What The Eff

| 13 Aug 2014 | 03:55

    Working in the visual arts can be a lonely experience. After completing an undergraduate degree at SVA, future Effi Briest songwriter and drummer Corinne Jones toiled away as a painter. The inherent creative confinement sparked an urge to push her art in a different direction, to connect with people and filter her impulses into a collaborative force. “It was so isolating, that way of working, and I needed to do something else, have another outlet,” she recalls over drinks at Soft Spot in Williamsburg. “So I just asked a lot of friends if they wanted to get together and make some noise with me.”

    That noise manifested itself in Effi Briest, a six-piece collective named after the title character of Theodor Fontane’s 19th-century German novel.

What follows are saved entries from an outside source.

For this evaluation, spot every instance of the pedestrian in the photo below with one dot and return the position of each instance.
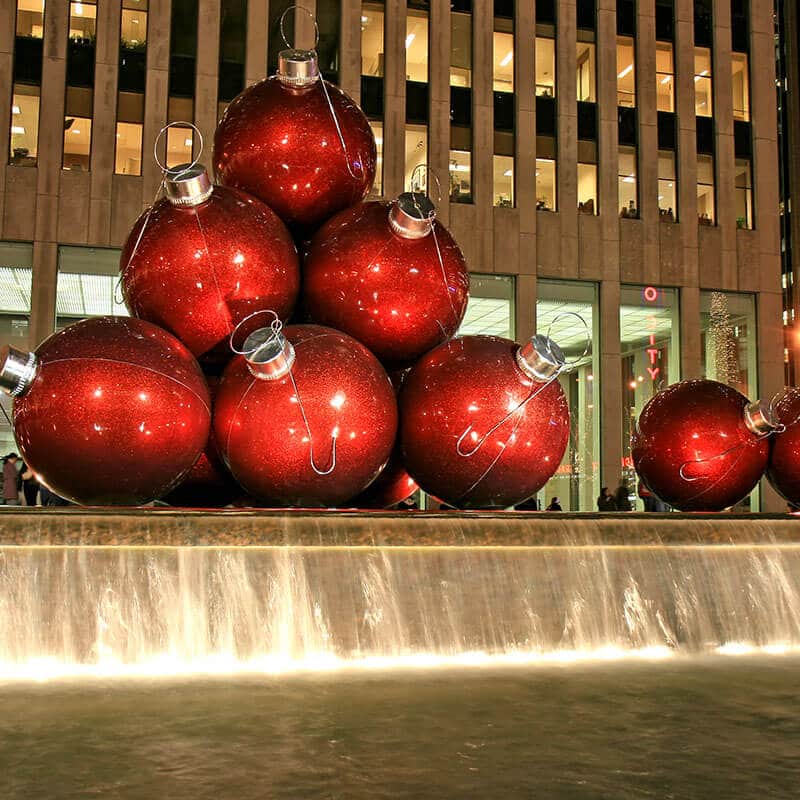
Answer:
(30, 485)
(11, 480)
(623, 498)
(606, 501)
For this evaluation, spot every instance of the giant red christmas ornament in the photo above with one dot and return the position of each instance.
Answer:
(110, 410)
(298, 143)
(390, 276)
(307, 417)
(700, 445)
(783, 471)
(484, 422)
(203, 258)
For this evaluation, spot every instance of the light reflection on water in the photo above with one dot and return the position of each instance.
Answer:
(683, 727)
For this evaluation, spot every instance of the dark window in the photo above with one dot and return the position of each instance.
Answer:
(545, 12)
(626, 118)
(503, 8)
(417, 102)
(28, 60)
(503, 111)
(665, 20)
(703, 18)
(742, 139)
(232, 44)
(666, 130)
(372, 96)
(182, 48)
(586, 17)
(626, 17)
(461, 106)
(587, 121)
(705, 135)
(545, 116)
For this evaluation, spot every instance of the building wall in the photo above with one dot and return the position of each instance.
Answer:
(49, 206)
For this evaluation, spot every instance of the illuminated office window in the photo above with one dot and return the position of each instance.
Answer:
(77, 143)
(417, 46)
(545, 184)
(460, 174)
(372, 52)
(587, 188)
(744, 193)
(741, 86)
(545, 67)
(416, 154)
(179, 146)
(649, 327)
(665, 77)
(504, 181)
(626, 72)
(667, 187)
(30, 18)
(128, 154)
(703, 102)
(705, 190)
(576, 482)
(24, 126)
(627, 185)
(377, 131)
(585, 72)
(503, 62)
(460, 49)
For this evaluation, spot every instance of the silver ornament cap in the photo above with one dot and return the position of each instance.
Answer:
(17, 370)
(411, 215)
(540, 358)
(188, 185)
(760, 418)
(298, 68)
(269, 354)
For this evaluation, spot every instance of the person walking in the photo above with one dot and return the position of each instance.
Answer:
(30, 485)
(554, 505)
(622, 498)
(11, 480)
(606, 501)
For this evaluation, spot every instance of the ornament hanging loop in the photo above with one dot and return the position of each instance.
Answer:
(311, 16)
(172, 171)
(575, 361)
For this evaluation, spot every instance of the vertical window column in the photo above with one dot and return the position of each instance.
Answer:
(132, 79)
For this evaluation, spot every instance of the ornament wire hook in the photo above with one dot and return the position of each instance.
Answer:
(165, 172)
(276, 326)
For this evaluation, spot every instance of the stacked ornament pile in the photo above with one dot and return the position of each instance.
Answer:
(246, 375)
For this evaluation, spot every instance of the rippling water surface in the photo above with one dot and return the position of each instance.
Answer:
(709, 727)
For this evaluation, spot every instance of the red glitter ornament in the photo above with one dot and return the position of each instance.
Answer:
(783, 471)
(298, 143)
(204, 258)
(388, 275)
(700, 445)
(484, 422)
(307, 417)
(109, 411)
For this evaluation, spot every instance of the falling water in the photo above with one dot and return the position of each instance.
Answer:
(186, 609)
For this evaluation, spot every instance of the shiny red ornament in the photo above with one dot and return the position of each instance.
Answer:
(279, 141)
(484, 422)
(388, 275)
(203, 258)
(783, 471)
(700, 445)
(307, 418)
(109, 411)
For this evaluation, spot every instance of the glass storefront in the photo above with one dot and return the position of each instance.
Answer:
(649, 325)
(577, 481)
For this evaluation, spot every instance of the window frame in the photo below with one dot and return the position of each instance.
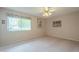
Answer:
(19, 17)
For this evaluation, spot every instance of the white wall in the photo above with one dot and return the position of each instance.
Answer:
(13, 37)
(69, 29)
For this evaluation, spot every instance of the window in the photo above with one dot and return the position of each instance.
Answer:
(16, 23)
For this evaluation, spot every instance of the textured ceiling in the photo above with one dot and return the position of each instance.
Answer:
(35, 11)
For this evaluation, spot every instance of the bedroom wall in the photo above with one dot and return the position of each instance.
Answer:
(14, 37)
(69, 29)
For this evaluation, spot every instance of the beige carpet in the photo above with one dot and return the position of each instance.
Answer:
(45, 44)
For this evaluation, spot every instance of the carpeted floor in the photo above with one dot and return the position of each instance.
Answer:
(45, 44)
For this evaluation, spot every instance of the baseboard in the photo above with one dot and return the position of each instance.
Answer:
(62, 38)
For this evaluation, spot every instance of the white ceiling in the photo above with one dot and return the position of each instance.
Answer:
(35, 11)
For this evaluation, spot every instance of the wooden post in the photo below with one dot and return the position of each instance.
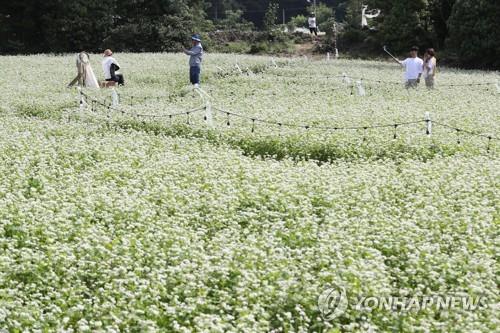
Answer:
(428, 124)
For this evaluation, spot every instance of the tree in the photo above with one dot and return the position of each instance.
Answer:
(474, 33)
(271, 16)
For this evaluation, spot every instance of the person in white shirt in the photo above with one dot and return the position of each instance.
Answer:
(110, 67)
(85, 76)
(313, 28)
(414, 68)
(430, 65)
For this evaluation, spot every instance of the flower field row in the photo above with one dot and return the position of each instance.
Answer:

This is taut, muscular rock, pulled together from lengthy jam sessions and funneled into songs that feed off a broad range of influences. Guitarist Sara Shaw manages to channel the angular guitar lines of Magazine-era John McGeoch, while the clattering, dance-oriented percussion draws on subtle jazzy touches and crunchy hip hop-like beats, all tied together by the bone chilling range of vocalist Kelsey Barrett.

    The members of Effi Briest are close friends who bring varying life experiences to the table— Shaw is a filmmaker in grad school whom Jones describes as “brilliant,” bassist Elizabeth Hart plays in Psychic Ills and recently traveled through India, and clarinet/accordion player Rebecca Squires runs the antique store Luddite in Williamsburg. As for Jones, her path into the arts was shaped by nascent childhood experiences in her home city of Memphis.

    “It’s funny when you’re young, because your music is so tied up with your identity,” she says. “Being part of something clandestine was really important to me then. Fortunately, that wears off and you can let in everything, music-wise. Looking back and pigeonholing myself then, I can remember some of the better shows. The Cro-Mags, that was a really good one, and when I moved to New York I was lucky to catch Nirvana before they broke big, and Mudhoney—bands like that. I lived in Dallas for a short time when I was really young and saw Bad Brains and The Butthole Surfers, and that was very much life-affirming at the time.”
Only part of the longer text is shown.